Rural America’s timber dilemma.

By Dale Bosworth

December 18, 2011

During my long career with the U.S. Forest Service, people frequently expressed their concerns about the management of public lands to me when I’d run into them at the grocery store or on a hiking trail. One of the main issues they brought up had to do with the relationship between timber harvests and county budgets.

Here’s the dilemma. Counties traditionally rely on property taxes to fund basic services and education. But local governments cannot tax national forest land, and many Western states have a high percentage of their land in federal ownership. In Idaho, for example, about 63% of the land is owned by the federal government (as compared with, say, New York, where less than 1% of land is in federal hands).

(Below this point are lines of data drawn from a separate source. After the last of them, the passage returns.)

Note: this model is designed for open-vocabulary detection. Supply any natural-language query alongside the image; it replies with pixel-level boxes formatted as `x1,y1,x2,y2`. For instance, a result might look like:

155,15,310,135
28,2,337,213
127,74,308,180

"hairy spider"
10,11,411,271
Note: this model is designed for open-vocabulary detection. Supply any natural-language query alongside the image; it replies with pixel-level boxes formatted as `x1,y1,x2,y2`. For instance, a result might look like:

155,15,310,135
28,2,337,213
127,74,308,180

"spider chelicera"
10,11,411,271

To help compensate local governments for that loss of tax revenue, the Forest Service for decades returned 25% of the money it made from harvesting timber to the county government where the logging occurred. But that was problematic too because revenues were prone to wide swings depending on how much timber was harvested and what price it brought.

To address the uncertainty, Congress in 2000 passed the Secure Rural Schools and Community Self-Determination Act, which guaranteed revenues to counties based on past timber receipts. The act also introduced new goals of funding restoration and stewardship projects on public lands to help communities improve forest health and diversify their economies. In 2008, funding was extended through 2011 and some revisions were made to the law.

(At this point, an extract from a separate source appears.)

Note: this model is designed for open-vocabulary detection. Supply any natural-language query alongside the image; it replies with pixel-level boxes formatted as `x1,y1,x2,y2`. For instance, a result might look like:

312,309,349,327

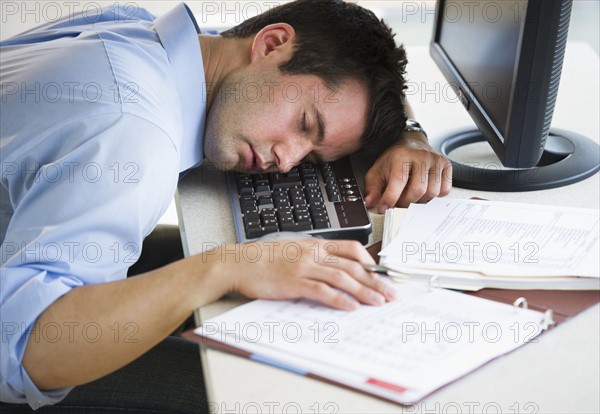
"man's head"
206,0,406,170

Next year, unless the program is renewed, the payment system will revert to the old method, in which counties receive 25% of timber revenues. This formula would return uncertainty and drastically reduce payments to counties at a time when rural America is already struggling.

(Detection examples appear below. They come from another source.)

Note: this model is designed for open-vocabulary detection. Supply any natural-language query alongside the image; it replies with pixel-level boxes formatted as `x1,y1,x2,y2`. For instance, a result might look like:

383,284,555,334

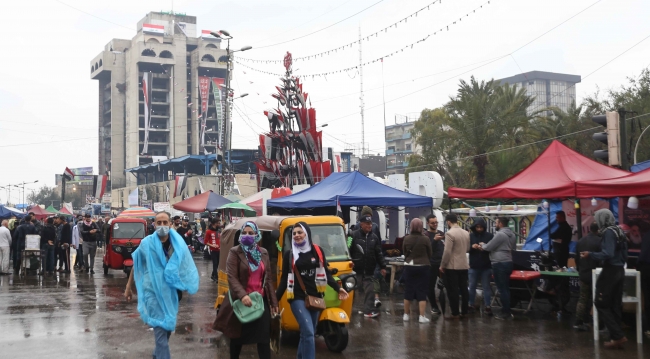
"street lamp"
210,30,253,195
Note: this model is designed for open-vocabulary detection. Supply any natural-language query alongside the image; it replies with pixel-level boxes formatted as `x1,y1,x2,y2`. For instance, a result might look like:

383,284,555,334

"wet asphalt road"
0,253,650,359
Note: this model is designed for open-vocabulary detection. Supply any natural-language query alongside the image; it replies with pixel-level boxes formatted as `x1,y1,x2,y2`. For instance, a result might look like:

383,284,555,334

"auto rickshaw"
215,216,356,352
103,217,147,276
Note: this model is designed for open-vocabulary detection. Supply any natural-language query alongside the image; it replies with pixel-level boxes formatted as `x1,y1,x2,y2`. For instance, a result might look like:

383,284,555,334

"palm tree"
445,76,534,188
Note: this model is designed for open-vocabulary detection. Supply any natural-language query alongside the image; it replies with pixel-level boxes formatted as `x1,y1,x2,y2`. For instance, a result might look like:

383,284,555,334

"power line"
255,0,384,49
239,0,442,64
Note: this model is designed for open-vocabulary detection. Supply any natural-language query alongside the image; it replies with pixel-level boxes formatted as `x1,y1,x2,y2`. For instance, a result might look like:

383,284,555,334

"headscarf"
239,222,262,272
291,222,312,264
594,208,616,231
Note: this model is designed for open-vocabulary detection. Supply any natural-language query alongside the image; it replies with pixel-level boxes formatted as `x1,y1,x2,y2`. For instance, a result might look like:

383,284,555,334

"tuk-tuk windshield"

A working paper put out last month by the Oregon State University Rural Studies program estimated that Oregon (with about half of its land owned by the federal government) stands to lose about 4,000 jobs and would have to make deep cuts in school funding unless the bill is reauthorized. And Oregon is just one of many states affected.

Instead of allowing the program to end, the act should be renewed, and Congress should take the opportunity to better align payment incentives with current economic realities and forest health goals.

Unfortunately, current proposals from the Obama administration, the House and the Senate all fall short. The president’s 2012 budget, for example, proposes to phase out the payments over two to five years, with no clarity for how the federal government will assist counties with large amounts of public land going forward.

In addition, the administration proposal would, for the first time, fund the payments directly from the Forest Service budget, a budget already stressed by deep cuts. Subjecting the county reimbursements to the annual appropriations process rather than setting up a multiyear reauthorization would make it difficult for many counties to provide basic services.

In the House, a draft bill proposes a timber-only approach in which logging would pay for all future federal payments to counties. This would be accomplished largely by rolling back environmental laws and abandoning collaborative efforts. Even if this bill could pass, it would require unsustainable logging levels to maintain payment levels, and it would require more federal spending than current appropriations.

In the Senate, a draft bill proposes continuing the current payment system at a reduced level for five years, but that only kicks long-term reform down the road.

There is still time before the payments end in mid-2012 to pass legislation that ties future county payments to achievable forest management goals and provides real economic options for counties.

One promising idea would be to deliver payments to counties based on economic need, so that payments are targeted to ensure the best use of taxpayer dollars. Another would be to link funding to efforts by counties to improve ecosystems and recreation opportunities on federal lands.

Although logging alone cannot lift rural economies, logging combined with forest and watershed restoration work — a timber-plus jobs bill — could be the basis for both funding and job growth in counties.

Dale Bosworth worked for the U.S. Forest Service for 41 years, and served as its chief from 2001 to 2007.